Mango Smoothie Bowl

1 serving

1 cup frozen mango
½ cup coconut water
¼ cup coconut cream
1 scoop collagen powder
1 Tbsp desiccated coconut
dash of vanilla
1 tsp baobab powder

Blend all ingredients together until smooth

Garnish
Toasted coconut flakes
Seasonal berries
Sunflower seeds

Health Yourself Salmon Poke Bowl

For the Soya Dressing:
3 Tbsp soya sauce
½ chopped chilli
½ tsp ginger
½ tsp garlic
1 Tbsp coriander leaves
1 Tbsp lime
1 Tbsp honey
80ml rice wine vinegar
2 Tbsp olive oil
Salt and pepper

For the Poke Bowl:
1 cups shredded green leaf lettuce
½ cup shredded white cabbage
½ cup shredded red cabbage
1 carrot shredded
250g portion salmon
1 small cucumber, seeded and sliced
1 ripe pineapple, peeled and cubed
1 semi-ripe avocado, cubed
¼ cup edamame beans, podded

Garnishes: Chopped coriander, spring onions, toasted black sesame seeds, pickled ginger

Serve with: Cooked black rice

Make soya dressing: Blitz all the dressing ingredients together in a blender and season with salt and pepper.

Heat a frying pan with a little olive oil. Season each side of your salmon with salt and pepper and place in the hot frying pan. Cook on each side for +-3 minutes until your desired doneness. Allow to cool and break up gently.

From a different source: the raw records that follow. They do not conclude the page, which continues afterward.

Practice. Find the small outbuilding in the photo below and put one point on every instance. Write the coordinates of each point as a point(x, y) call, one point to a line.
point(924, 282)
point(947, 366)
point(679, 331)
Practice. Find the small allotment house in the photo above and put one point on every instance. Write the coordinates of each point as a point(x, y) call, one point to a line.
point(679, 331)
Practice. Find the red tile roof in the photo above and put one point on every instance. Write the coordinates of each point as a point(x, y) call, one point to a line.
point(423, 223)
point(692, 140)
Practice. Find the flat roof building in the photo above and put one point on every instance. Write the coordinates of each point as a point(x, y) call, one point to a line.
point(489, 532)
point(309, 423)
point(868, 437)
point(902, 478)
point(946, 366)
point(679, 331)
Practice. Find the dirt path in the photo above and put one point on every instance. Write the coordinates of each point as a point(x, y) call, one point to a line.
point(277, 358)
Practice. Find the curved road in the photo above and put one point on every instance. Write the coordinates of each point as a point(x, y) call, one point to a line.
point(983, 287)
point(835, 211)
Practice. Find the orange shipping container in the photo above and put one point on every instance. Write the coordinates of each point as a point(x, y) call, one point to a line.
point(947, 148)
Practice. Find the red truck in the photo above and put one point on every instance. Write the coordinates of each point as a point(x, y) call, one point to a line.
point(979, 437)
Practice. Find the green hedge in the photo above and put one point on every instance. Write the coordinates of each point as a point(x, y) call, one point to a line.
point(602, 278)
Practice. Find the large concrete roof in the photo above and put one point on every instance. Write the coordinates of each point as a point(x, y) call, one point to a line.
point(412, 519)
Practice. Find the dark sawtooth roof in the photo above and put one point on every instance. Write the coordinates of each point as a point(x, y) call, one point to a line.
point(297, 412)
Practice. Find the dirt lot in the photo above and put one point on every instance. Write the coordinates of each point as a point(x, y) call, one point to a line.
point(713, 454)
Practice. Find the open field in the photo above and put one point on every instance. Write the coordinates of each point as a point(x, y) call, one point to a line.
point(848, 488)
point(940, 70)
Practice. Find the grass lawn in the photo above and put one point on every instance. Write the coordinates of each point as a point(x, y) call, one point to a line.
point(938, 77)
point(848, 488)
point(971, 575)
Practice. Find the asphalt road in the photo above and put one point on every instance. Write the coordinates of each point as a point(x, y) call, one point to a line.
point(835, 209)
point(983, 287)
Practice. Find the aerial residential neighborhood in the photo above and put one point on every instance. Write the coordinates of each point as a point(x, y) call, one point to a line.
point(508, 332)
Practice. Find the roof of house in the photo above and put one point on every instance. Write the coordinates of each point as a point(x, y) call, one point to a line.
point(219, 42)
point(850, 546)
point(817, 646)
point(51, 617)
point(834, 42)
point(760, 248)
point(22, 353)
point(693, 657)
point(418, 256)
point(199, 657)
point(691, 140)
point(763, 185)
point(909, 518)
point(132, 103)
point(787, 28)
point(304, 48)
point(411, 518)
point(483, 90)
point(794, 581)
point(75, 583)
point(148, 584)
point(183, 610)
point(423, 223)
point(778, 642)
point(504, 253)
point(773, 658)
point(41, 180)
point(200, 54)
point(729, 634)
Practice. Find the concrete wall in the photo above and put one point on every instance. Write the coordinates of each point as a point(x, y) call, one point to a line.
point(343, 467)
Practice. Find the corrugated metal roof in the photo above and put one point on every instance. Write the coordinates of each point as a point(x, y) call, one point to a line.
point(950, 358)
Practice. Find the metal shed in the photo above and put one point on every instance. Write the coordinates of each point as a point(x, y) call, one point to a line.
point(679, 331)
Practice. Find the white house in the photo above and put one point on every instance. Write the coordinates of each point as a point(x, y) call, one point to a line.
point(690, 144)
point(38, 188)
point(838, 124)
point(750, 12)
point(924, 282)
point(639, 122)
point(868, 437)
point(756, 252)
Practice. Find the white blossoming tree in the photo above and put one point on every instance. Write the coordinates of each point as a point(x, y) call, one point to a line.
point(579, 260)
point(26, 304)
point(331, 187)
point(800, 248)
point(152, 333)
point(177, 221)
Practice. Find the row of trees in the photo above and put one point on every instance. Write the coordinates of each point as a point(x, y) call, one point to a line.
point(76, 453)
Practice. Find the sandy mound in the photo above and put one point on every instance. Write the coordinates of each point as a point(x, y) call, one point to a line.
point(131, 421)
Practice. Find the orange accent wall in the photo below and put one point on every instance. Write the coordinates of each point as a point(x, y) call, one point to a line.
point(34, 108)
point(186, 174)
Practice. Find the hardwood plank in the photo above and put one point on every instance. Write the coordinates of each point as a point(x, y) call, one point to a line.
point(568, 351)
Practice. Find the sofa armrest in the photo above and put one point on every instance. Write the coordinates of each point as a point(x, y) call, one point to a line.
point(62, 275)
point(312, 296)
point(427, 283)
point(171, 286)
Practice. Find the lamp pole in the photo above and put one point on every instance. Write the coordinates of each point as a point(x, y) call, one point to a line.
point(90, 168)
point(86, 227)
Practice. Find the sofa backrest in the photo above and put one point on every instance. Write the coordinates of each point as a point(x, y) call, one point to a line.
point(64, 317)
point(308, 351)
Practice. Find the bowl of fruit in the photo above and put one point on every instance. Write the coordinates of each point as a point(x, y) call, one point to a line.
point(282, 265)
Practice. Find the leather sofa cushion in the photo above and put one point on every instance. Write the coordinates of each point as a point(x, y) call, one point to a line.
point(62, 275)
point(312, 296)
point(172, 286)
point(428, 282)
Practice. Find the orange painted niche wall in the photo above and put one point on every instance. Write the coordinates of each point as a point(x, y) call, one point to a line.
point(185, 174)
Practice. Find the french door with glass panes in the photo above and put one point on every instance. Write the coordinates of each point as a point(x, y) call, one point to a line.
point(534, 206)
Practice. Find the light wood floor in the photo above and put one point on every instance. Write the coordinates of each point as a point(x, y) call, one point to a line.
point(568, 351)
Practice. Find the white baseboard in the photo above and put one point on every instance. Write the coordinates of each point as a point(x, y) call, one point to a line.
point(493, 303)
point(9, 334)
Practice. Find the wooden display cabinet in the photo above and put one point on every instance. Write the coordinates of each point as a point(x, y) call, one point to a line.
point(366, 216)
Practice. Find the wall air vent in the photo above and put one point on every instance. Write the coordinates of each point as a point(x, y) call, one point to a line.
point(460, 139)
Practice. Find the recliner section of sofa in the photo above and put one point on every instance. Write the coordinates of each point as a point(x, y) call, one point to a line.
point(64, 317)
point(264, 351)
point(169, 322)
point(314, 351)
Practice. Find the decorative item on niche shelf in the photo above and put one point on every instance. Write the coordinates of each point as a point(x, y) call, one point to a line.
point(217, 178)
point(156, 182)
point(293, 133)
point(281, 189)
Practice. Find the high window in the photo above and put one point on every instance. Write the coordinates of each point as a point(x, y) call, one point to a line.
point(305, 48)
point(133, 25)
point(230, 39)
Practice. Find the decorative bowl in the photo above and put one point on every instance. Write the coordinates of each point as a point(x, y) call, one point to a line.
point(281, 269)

Assemble bowls: Divide cooked rice into 4 smaller bowls or 2 larger bowls. Evenly layer each bowl according to order: Lettuce, cucumber, pineapple, beans, cabbage, avocado and flaked salmon. Layer with chopped coriander, spring onions, sesame seeds and pickled ginger as desired. Drizzle with your dressing.

For a salad jar place your dressing into a separate container.